TTL expired in transit





pinging [192.x.x.xx] with 32 bytes of data:
Reply from 192.x.x.11: TTL expired in transit.
Reply from 192.x.x.11: TTL expired in transit.
Reply from 192.x.x.11: TTL expired in transit.
Reply from 192.x.x.11: TTL expired in transit.

Ping statistics for 192.x.x.xx:
Packets: Sent = 4, Received = 4, Lost = 0 (0% loss),


The TTL value determines the maximum amount of time an IP packet may live in the network without reaching its destination. It is effectively a bound on the number of routers an IP packet may pass through before being discarded.
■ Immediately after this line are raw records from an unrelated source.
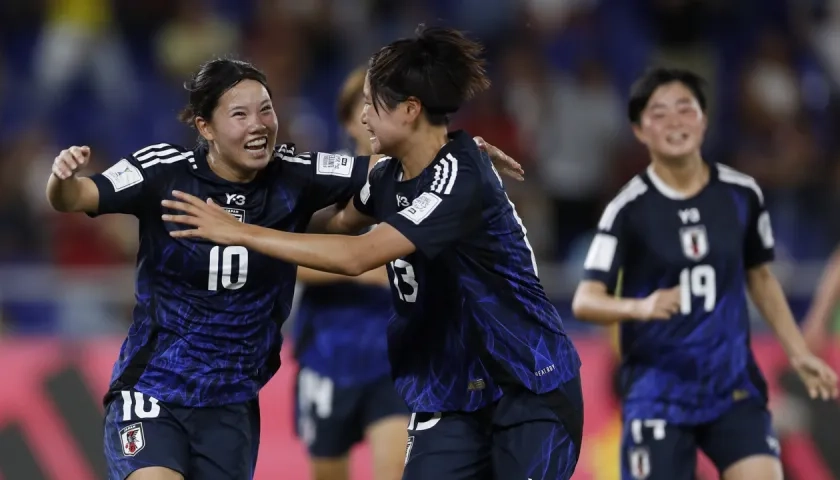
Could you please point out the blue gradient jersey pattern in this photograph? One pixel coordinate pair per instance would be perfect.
(206, 325)
(339, 332)
(471, 314)
(692, 368)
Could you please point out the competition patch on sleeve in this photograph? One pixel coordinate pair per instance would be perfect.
(334, 164)
(123, 175)
(421, 207)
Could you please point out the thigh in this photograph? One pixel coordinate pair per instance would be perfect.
(448, 446)
(327, 418)
(744, 431)
(652, 449)
(538, 436)
(141, 432)
(224, 441)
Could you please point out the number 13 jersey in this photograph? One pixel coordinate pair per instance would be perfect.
(691, 368)
(471, 314)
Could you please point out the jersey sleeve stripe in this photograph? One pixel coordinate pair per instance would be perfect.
(159, 146)
(452, 175)
(170, 159)
(299, 159)
(730, 175)
(634, 189)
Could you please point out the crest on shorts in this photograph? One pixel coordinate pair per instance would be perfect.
(408, 445)
(639, 460)
(695, 242)
(132, 439)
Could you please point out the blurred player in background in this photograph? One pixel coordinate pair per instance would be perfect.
(205, 335)
(477, 350)
(681, 242)
(344, 388)
(817, 326)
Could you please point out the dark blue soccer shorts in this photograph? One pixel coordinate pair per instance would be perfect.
(330, 419)
(655, 450)
(522, 436)
(213, 443)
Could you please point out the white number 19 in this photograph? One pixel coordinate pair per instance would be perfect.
(699, 281)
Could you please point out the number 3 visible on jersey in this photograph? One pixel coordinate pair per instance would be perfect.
(698, 281)
(228, 254)
(404, 275)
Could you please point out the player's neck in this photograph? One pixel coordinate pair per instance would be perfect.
(224, 170)
(417, 154)
(687, 176)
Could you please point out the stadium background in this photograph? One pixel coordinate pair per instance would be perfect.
(108, 74)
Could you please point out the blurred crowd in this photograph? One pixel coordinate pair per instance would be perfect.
(108, 73)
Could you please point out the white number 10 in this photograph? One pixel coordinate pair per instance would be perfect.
(241, 253)
(699, 281)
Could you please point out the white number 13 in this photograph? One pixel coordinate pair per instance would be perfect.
(404, 275)
(699, 281)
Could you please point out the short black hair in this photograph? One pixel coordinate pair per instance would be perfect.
(643, 89)
(211, 81)
(440, 67)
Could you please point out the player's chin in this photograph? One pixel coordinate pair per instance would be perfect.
(255, 159)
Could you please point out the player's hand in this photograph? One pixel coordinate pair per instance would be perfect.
(210, 221)
(503, 163)
(819, 378)
(70, 161)
(660, 305)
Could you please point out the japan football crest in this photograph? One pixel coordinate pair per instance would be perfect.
(132, 439)
(639, 459)
(695, 242)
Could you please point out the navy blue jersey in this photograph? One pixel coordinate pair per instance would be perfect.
(472, 316)
(339, 332)
(691, 368)
(206, 326)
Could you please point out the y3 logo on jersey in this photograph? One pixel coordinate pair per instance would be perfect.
(689, 215)
(235, 198)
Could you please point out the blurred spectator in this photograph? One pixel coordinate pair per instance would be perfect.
(80, 42)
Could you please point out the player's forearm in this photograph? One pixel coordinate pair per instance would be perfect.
(604, 309)
(327, 253)
(377, 276)
(70, 195)
(768, 296)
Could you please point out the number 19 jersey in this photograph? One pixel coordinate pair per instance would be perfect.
(691, 368)
(471, 314)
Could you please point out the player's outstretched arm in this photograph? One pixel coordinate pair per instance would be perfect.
(334, 219)
(593, 303)
(308, 276)
(342, 254)
(67, 192)
(768, 296)
(815, 326)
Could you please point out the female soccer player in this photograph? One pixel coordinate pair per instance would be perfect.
(205, 335)
(477, 351)
(684, 242)
(344, 389)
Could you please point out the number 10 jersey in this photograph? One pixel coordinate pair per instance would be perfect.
(206, 325)
(471, 315)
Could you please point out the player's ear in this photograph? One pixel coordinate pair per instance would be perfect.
(204, 128)
(639, 133)
(413, 108)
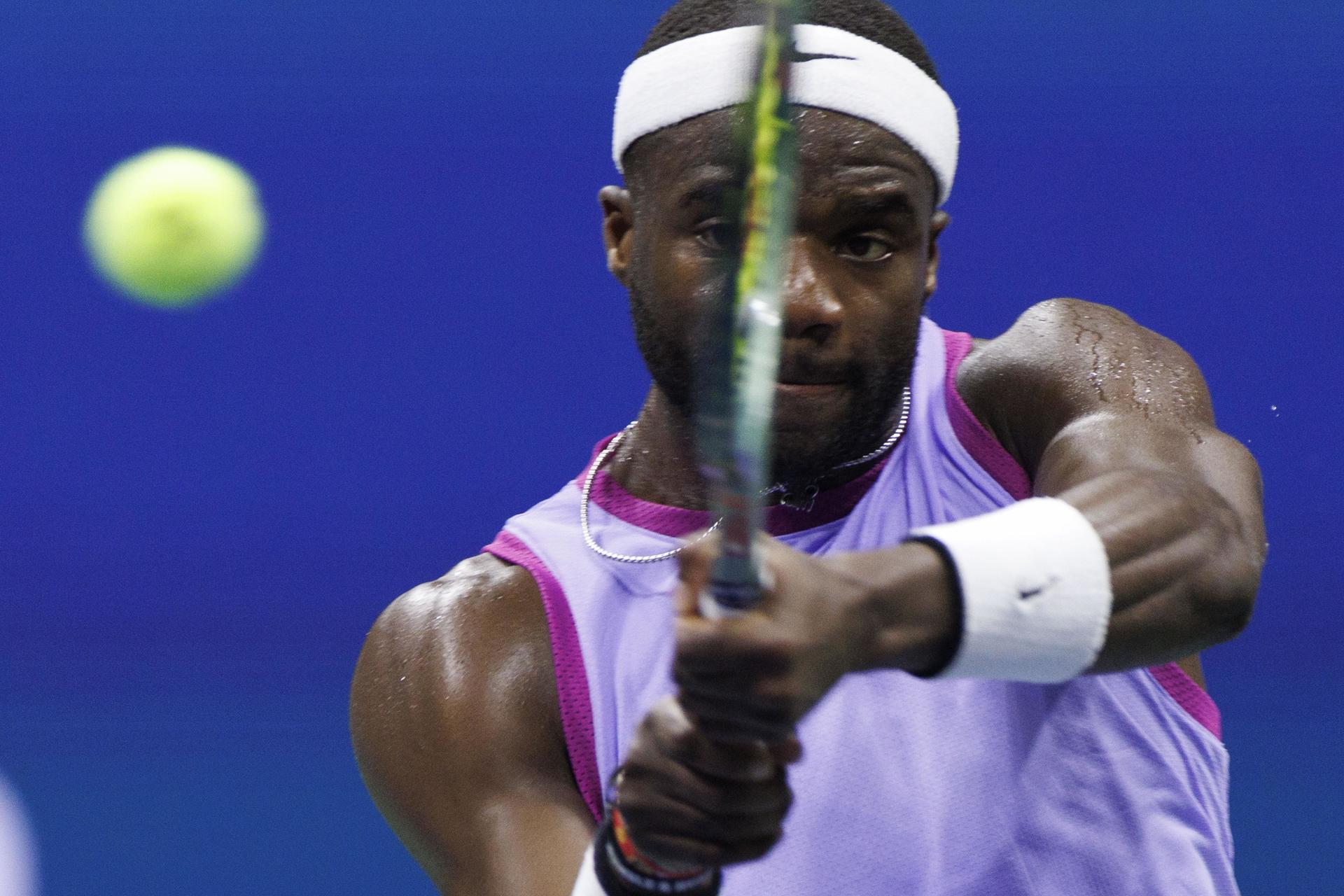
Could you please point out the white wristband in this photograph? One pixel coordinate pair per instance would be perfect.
(1035, 592)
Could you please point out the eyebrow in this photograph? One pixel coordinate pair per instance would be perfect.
(706, 191)
(879, 202)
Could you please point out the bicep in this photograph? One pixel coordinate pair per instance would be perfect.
(1077, 390)
(454, 722)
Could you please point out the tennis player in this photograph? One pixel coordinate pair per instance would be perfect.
(992, 562)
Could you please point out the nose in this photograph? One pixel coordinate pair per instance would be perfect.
(811, 308)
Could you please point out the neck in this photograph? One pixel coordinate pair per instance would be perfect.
(656, 461)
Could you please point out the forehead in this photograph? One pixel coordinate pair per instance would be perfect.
(834, 148)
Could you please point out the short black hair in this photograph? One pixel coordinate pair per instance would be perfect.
(872, 19)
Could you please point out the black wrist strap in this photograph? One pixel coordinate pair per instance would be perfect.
(619, 879)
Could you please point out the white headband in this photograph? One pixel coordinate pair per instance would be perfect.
(838, 70)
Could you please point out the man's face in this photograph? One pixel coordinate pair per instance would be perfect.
(862, 267)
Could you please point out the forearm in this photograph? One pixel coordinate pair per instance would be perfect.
(1183, 573)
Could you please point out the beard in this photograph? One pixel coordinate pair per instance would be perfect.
(874, 383)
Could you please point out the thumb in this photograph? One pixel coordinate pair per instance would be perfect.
(695, 564)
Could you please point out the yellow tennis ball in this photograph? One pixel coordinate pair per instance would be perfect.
(174, 226)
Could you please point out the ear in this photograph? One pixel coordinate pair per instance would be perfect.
(617, 230)
(936, 226)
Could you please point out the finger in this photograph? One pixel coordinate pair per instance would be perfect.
(730, 722)
(695, 564)
(676, 736)
(724, 647)
(662, 816)
(746, 685)
(787, 751)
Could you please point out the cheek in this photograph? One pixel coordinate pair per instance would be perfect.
(678, 276)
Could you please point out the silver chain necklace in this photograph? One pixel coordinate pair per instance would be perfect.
(809, 493)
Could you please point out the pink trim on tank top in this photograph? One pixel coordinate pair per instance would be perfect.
(831, 505)
(570, 676)
(1190, 696)
(979, 442)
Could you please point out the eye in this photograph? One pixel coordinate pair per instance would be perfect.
(864, 248)
(718, 235)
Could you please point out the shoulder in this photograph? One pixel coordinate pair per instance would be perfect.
(454, 695)
(1066, 359)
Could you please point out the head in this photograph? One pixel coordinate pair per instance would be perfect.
(864, 253)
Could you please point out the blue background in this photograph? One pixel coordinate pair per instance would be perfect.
(202, 514)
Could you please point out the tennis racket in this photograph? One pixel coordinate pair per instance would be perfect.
(742, 331)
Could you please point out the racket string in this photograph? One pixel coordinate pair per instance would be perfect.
(809, 493)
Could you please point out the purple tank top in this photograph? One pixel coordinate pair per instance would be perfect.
(1108, 785)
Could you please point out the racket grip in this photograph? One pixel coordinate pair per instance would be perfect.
(711, 609)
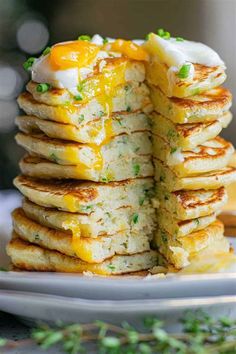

This message indicates that the TTL expired in transit.
Many routers will not answer ICMP, they will ignore ping requests..
TTL values do not always start at 255. Many hosts start at lower values. TTL does not count "seconds" but hop count. It decrements by 1 for each hop between hosts.
That wouldn't cause the issue we see where yours gets stuck in the private IP loop though



Conclusion of the problem
Increase the TTL value using the -i parameter with the ping command. For example see the below

 ping 192.168.XX.XX  -t -i 120


If the problem is still persist restart the client and destination client.